It’s fair to say that in the world of animated films, Disney and Pixar will always be the dream jobs of most animators and storytellers. And once they get there, the men and women of the studio are eager to show their love for older films, or new ones still under development. The easiest way? By planting clues, easter eggs, and secret shout-outs within their very own movies. Here are Screen Rant’s 9 Hidden Messages in Disney Movies.
Pixar’s CG movies and shared universe may be a modern invention, but Disney films giving nods to their colleagues is nothing new. When Aladdin helped Disney climb back to the top of the animated world, it made sure to give some credit to one of Disney’s greats. When the Sultan is stacking his toys out of boredom, make sure you catch the plush version of the Beast from Beauty and The Beast, not even hidden in the stack.
Big Hero 6
The policeman scene in this Disney movie is jampacked with easter eggs and references, connecting it to everything from Frozen to Bolt. But the name of the police officer is a message in itself: Sergeant Gerson, as in the late Daniel Gerson, the writer of the film along with Monster, Inc. and Monsters University, injected into the CG world as a joke most viewers won’t even catch.

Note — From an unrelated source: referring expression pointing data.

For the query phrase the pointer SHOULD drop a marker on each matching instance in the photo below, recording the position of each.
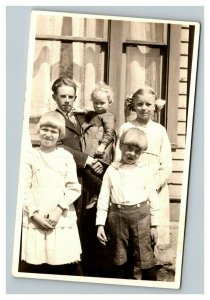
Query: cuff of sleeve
(154, 221)
(62, 205)
(89, 161)
(100, 219)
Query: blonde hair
(101, 87)
(54, 120)
(136, 137)
(63, 80)
(146, 90)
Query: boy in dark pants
(128, 202)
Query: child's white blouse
(158, 154)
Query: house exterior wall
(175, 181)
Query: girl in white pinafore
(50, 238)
(158, 154)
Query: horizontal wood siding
(175, 181)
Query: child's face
(101, 103)
(130, 153)
(48, 137)
(65, 97)
(144, 106)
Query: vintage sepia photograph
(105, 150)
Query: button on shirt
(127, 185)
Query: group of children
(130, 202)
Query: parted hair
(102, 87)
(135, 137)
(145, 91)
(63, 80)
(54, 120)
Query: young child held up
(50, 238)
(99, 133)
(128, 206)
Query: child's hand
(154, 235)
(42, 222)
(54, 216)
(97, 166)
(101, 235)
(100, 149)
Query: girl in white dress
(50, 238)
(158, 154)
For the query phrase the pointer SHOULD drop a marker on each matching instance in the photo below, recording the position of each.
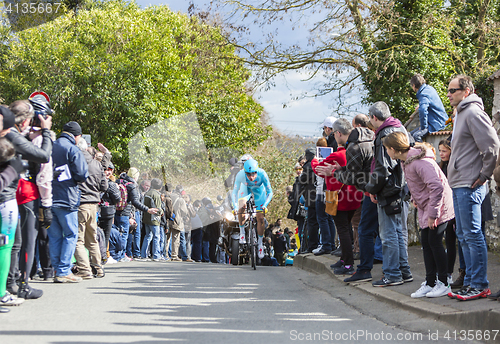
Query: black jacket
(308, 179)
(109, 199)
(95, 183)
(133, 197)
(28, 151)
(331, 142)
(387, 178)
(293, 199)
(359, 155)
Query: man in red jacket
(349, 200)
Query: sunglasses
(453, 90)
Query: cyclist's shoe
(260, 251)
(242, 237)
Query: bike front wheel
(253, 247)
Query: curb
(484, 320)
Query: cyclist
(252, 180)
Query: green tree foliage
(380, 44)
(118, 69)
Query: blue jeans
(123, 227)
(163, 253)
(187, 235)
(134, 240)
(312, 228)
(152, 232)
(206, 251)
(377, 248)
(418, 134)
(326, 225)
(394, 243)
(182, 246)
(63, 235)
(197, 238)
(467, 204)
(367, 232)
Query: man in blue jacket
(430, 108)
(70, 168)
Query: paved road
(147, 302)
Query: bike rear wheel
(253, 247)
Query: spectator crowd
(358, 195)
(66, 214)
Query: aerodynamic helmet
(251, 166)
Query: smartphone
(4, 239)
(323, 152)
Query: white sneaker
(260, 251)
(439, 290)
(10, 300)
(125, 259)
(422, 291)
(316, 250)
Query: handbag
(332, 201)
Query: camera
(42, 107)
(4, 239)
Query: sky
(291, 116)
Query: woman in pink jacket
(432, 196)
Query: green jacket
(152, 199)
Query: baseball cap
(328, 122)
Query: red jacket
(349, 197)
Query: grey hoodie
(474, 145)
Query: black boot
(459, 282)
(495, 296)
(28, 293)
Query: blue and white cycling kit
(260, 188)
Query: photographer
(27, 191)
(9, 171)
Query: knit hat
(133, 173)
(8, 117)
(328, 122)
(73, 128)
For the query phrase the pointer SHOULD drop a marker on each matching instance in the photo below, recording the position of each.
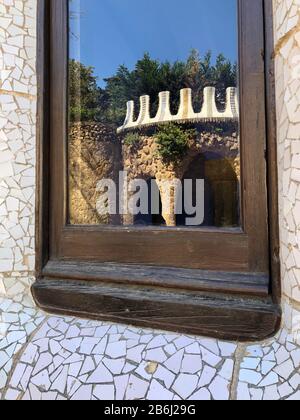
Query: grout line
(17, 358)
(238, 358)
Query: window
(157, 185)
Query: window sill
(226, 306)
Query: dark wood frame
(164, 286)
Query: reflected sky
(108, 33)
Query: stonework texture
(46, 357)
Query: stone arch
(221, 189)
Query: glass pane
(153, 113)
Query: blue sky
(114, 32)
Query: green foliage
(149, 77)
(173, 142)
(132, 139)
(85, 97)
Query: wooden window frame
(232, 289)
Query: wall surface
(46, 357)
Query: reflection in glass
(153, 102)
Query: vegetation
(148, 77)
(132, 139)
(173, 142)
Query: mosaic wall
(46, 357)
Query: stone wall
(94, 154)
(46, 357)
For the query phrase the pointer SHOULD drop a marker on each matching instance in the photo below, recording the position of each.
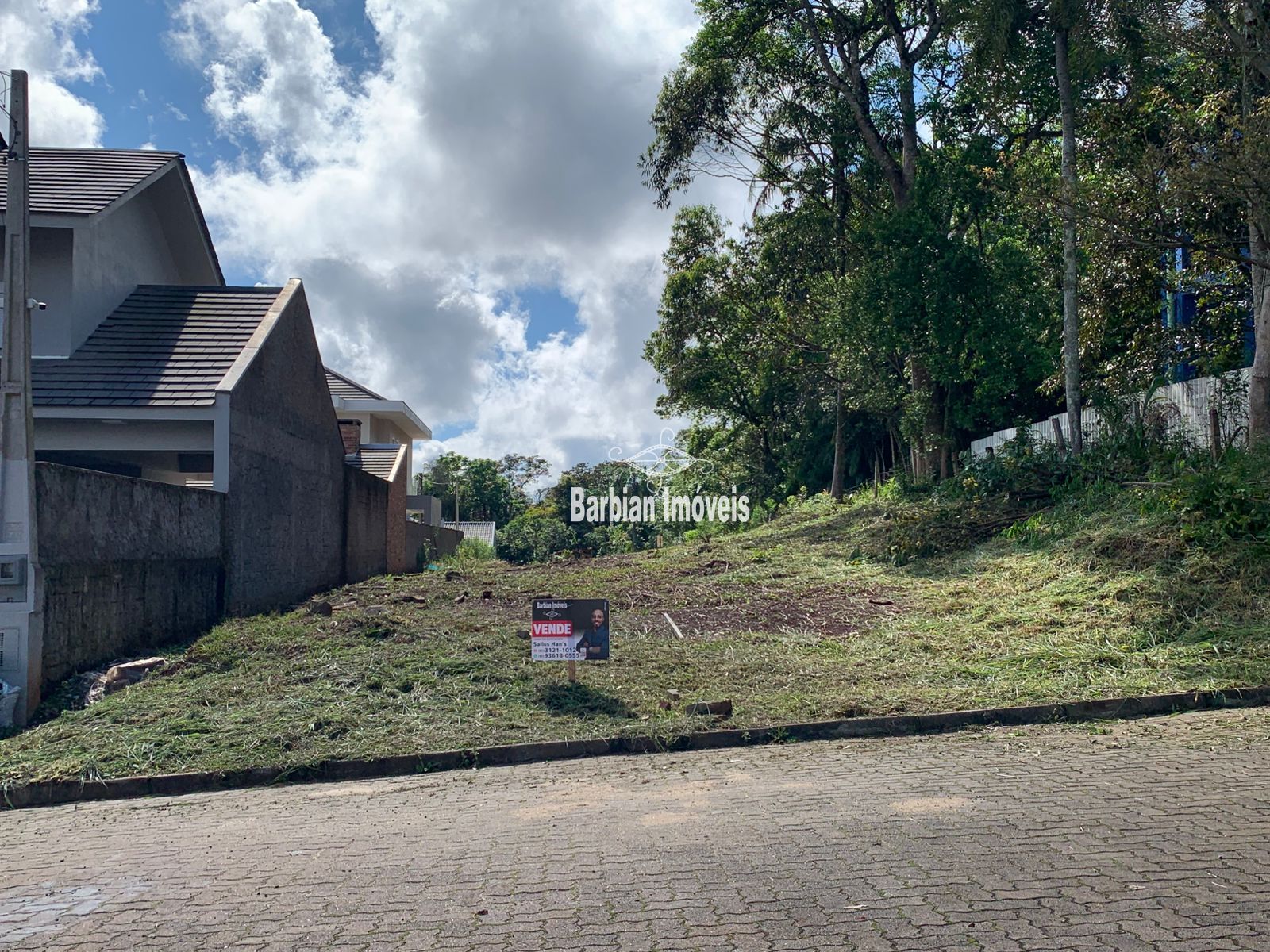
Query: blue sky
(457, 192)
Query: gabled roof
(379, 459)
(342, 386)
(86, 181)
(351, 397)
(165, 346)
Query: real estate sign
(569, 630)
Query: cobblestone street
(1153, 835)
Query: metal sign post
(21, 634)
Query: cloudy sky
(454, 181)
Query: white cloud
(480, 154)
(40, 36)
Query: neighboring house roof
(83, 182)
(484, 531)
(86, 181)
(352, 397)
(165, 346)
(342, 386)
(379, 459)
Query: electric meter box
(13, 578)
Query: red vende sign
(552, 630)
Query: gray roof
(165, 346)
(378, 459)
(86, 181)
(484, 531)
(342, 386)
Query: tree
(482, 492)
(522, 470)
(1006, 29)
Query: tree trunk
(836, 486)
(1259, 381)
(1071, 313)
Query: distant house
(148, 366)
(483, 531)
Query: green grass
(806, 619)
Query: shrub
(533, 537)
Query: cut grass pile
(799, 620)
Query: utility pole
(21, 609)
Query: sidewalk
(1153, 835)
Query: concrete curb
(51, 793)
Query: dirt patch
(833, 612)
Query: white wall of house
(378, 429)
(83, 267)
(164, 451)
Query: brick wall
(366, 499)
(398, 559)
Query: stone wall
(127, 564)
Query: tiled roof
(484, 531)
(165, 346)
(378, 460)
(84, 181)
(342, 386)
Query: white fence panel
(1180, 408)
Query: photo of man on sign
(569, 630)
(594, 643)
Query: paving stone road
(1153, 835)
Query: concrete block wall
(285, 513)
(436, 541)
(127, 565)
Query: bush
(533, 537)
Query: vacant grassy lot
(804, 619)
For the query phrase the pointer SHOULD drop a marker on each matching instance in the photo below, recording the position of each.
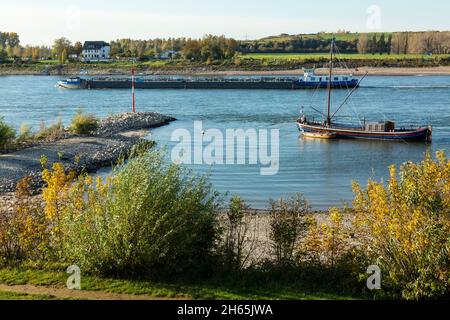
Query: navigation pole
(328, 123)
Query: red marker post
(132, 91)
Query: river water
(321, 170)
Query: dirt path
(61, 293)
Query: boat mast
(328, 123)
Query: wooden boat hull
(319, 135)
(423, 134)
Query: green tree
(63, 57)
(13, 39)
(382, 44)
(78, 48)
(60, 45)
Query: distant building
(96, 51)
(168, 54)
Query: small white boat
(71, 83)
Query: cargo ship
(310, 80)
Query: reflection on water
(321, 169)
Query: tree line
(432, 42)
(218, 48)
(209, 48)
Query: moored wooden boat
(385, 131)
(422, 134)
(319, 135)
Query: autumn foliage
(404, 227)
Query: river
(321, 170)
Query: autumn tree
(60, 45)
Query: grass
(307, 56)
(4, 295)
(206, 290)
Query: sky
(40, 22)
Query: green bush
(84, 124)
(25, 133)
(238, 244)
(53, 132)
(288, 224)
(147, 219)
(7, 134)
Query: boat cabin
(311, 76)
(387, 126)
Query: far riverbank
(104, 70)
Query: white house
(96, 51)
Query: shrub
(25, 133)
(56, 131)
(326, 244)
(239, 244)
(147, 219)
(7, 134)
(288, 225)
(84, 124)
(406, 223)
(23, 227)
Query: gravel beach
(115, 137)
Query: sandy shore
(441, 71)
(116, 137)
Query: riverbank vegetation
(82, 124)
(398, 49)
(155, 228)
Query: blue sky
(39, 22)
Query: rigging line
(349, 95)
(348, 90)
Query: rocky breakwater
(115, 138)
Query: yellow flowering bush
(404, 227)
(148, 218)
(23, 227)
(55, 195)
(326, 243)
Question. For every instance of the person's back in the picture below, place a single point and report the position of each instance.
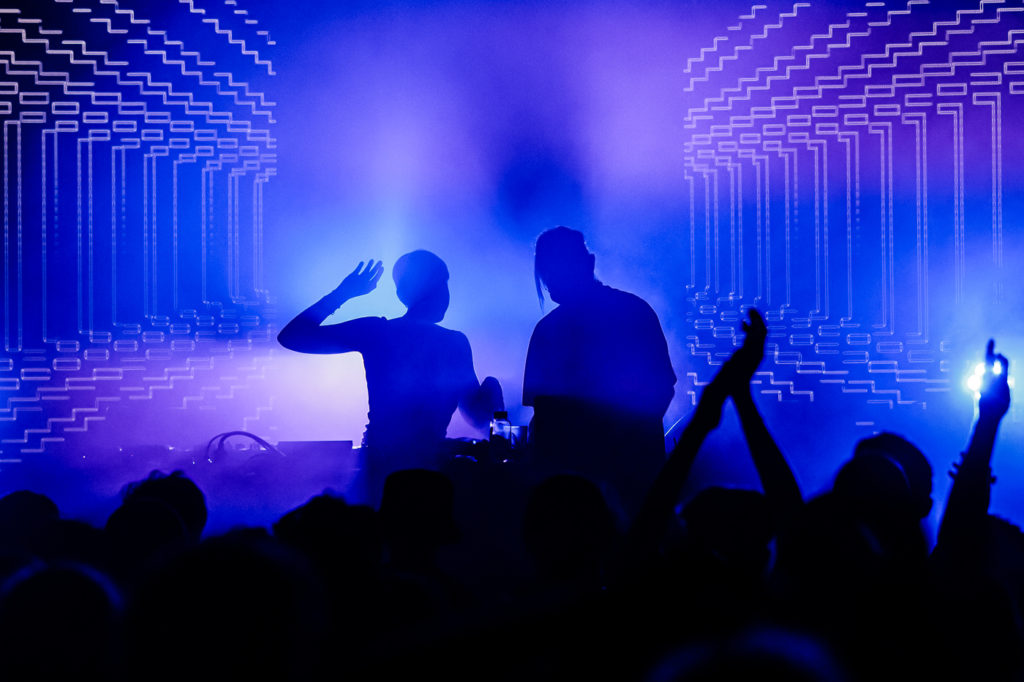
(606, 349)
(598, 375)
(417, 372)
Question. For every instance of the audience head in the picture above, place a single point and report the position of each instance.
(421, 280)
(341, 540)
(562, 264)
(907, 457)
(177, 492)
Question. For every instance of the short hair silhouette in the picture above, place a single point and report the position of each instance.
(418, 274)
(176, 491)
(560, 254)
(907, 457)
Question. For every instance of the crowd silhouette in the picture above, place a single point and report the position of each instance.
(531, 569)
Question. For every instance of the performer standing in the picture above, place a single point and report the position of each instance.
(417, 371)
(598, 375)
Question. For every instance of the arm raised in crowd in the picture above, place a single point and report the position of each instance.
(306, 334)
(779, 484)
(967, 506)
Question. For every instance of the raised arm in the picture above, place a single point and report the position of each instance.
(967, 506)
(306, 334)
(779, 484)
(478, 400)
(652, 521)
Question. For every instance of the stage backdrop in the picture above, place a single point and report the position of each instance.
(180, 178)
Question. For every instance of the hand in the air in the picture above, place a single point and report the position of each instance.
(361, 281)
(749, 357)
(994, 399)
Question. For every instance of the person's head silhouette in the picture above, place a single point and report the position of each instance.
(562, 264)
(421, 280)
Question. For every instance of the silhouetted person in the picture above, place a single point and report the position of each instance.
(178, 492)
(417, 371)
(598, 374)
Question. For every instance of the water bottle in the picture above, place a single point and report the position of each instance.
(501, 436)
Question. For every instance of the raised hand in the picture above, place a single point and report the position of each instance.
(994, 399)
(749, 357)
(361, 281)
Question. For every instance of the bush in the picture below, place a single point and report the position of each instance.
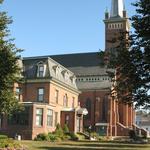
(133, 134)
(9, 143)
(3, 137)
(42, 137)
(73, 136)
(52, 137)
(59, 132)
(65, 129)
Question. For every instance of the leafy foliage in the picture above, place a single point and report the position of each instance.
(9, 68)
(131, 59)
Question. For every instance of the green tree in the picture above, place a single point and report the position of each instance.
(131, 59)
(9, 68)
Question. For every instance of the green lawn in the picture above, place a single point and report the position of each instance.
(37, 145)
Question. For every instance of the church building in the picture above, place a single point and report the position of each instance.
(72, 89)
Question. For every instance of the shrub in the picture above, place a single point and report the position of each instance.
(9, 143)
(3, 136)
(66, 129)
(59, 132)
(52, 137)
(133, 134)
(42, 137)
(73, 136)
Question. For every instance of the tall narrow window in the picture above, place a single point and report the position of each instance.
(56, 118)
(39, 116)
(104, 109)
(18, 93)
(73, 102)
(41, 71)
(56, 96)
(40, 94)
(65, 100)
(88, 107)
(19, 118)
(41, 68)
(49, 117)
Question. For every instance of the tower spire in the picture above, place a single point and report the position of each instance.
(117, 7)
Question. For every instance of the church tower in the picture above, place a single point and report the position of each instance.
(115, 21)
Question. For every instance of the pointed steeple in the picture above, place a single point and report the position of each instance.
(117, 7)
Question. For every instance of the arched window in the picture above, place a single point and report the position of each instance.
(88, 107)
(41, 68)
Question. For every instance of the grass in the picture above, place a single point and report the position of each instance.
(41, 145)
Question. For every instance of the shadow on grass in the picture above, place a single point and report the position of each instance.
(72, 148)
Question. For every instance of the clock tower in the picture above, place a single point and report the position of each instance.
(116, 21)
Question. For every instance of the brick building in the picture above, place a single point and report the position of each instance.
(62, 88)
(50, 96)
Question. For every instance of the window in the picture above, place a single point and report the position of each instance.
(41, 68)
(73, 101)
(50, 117)
(39, 116)
(88, 107)
(56, 118)
(18, 93)
(40, 94)
(105, 109)
(56, 96)
(65, 100)
(67, 119)
(21, 118)
(41, 71)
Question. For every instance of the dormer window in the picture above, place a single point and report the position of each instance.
(41, 69)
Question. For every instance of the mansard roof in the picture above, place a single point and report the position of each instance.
(81, 64)
(53, 70)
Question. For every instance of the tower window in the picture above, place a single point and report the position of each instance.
(40, 94)
(41, 70)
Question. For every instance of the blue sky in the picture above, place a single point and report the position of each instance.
(48, 27)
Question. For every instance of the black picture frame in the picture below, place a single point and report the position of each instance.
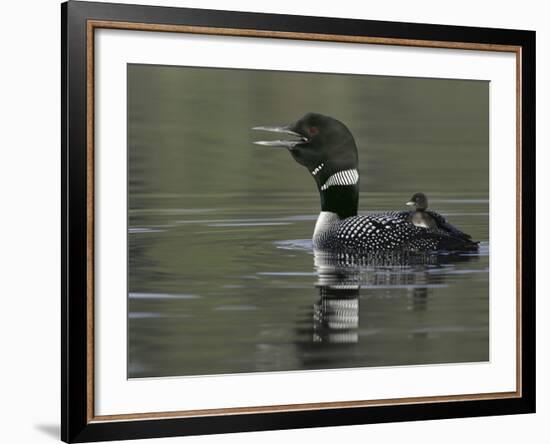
(76, 423)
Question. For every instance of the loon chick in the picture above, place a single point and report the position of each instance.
(420, 218)
(326, 147)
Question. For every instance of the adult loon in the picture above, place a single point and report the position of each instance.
(326, 147)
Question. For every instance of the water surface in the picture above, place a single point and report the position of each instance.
(222, 276)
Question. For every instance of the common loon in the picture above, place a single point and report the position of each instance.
(420, 217)
(326, 147)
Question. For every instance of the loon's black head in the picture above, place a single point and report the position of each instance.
(419, 201)
(325, 146)
(322, 144)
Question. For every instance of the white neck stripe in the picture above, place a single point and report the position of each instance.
(341, 178)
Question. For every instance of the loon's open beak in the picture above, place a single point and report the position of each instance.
(280, 143)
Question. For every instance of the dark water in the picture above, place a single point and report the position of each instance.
(222, 277)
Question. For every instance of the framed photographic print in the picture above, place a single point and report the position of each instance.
(276, 221)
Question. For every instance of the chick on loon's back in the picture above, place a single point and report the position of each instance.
(327, 149)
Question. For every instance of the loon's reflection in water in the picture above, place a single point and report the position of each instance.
(347, 282)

It may not have been as warmly received as some of the Disney movies that preceded or followed it, but Brother Bear made sure to offer some credit to the movie released by Pixar in the same year. When the movie’s human stars are fishing, just a single frame or two shows that Nemo, the missing clownfish is visible in their net, before a mammoth helps him make his escape.
Lilo and Stitch
There isn’t much in common between the story of a visiting alien creature and a Chinese daughter pretending to be a boy in order to defend her family, but the makers of Lilo & Stitch were clearly fans of Disney’s Mulan anyway. A playful reference is made by the restaurant Mulan Wok in town, but made blatantly clear when Lilo’s sister Nani is shown to have a poster for the movie in her bedroom. Disney women gotta stick together.
Princess and The Frog
Although it’s one of the few Disney princess stories set in America, the ties are strongest between the Princess and the Frog and Disney’s Aladdin. Not only has Genie’s lamp made it all the way to North America, but even Aladdin’s trusty flying carpet can be seen in the background of one wide shot of New Orleans.
But it wasn’t just past easter eggs included in the Louisiana adventure, but a hint of what was to come. You’ll have to look closely, and you’ll catch a copy of Rapunzel on Tiana’s bookshelf. Before the title was changed to Tangled, Disney was set to release their follow-up with that same name. Clearly, the animators never got the message.
Disney’s Robin hood remains something special for its world populated only by human-like animals. But the love story at its heart is the exact same as any other. Which is probably why the carriage that Robin and Marian ride off in at the film’s conclusion is the exact same one that took Cinderella and Prince Charming away after their wedding. A subtle sign that people or animals, it was true love, through and through.
The world of Cars is filled to the brim with inside jokes, tongue in cheek car puns, and references to nearly every other Pixar movie ever made. But the number of star Lightning McQueen – 95 – is a reference to the studio itself, with Toy Story releasing in 1995, making them household names overnight. The same number even makes an appearance in Toy Story 2 on the front of the train in the opening sequence.
Few expected Disney to turn their story of a video game villain turned hero into a critical and commercial success, but just as much credit was earned by Paperman, the short film which preceded it in theaters. It earned Disney its first animated short Oscar since 1970, but fans may still miss the easter egg in the movie itself. Take a close look at the bulletin board of the Bad-Anon meeting, and you’ll spot the exact piece of paper from the short – red lipstick and all.
Nobody, and we mean nobody, expected Disney’s Tangled to become one of the studio’s biggest hits, kicking off a second renaissance of digitally-animated Disney films. Luckily, some of Disney’s most beloved mascots were able to see the movie up close. During the angellic musical number at the Snuggle Duckling, keep an eye peeled for both Pinocchio observing the action from the rafters, and even a warthog mixed in with the crowd. When you see a warthog in a Disney film, it’s a safe bet that it’s one more animator paying credit to the flatulent hog… even if Timon is nowhere to be seen.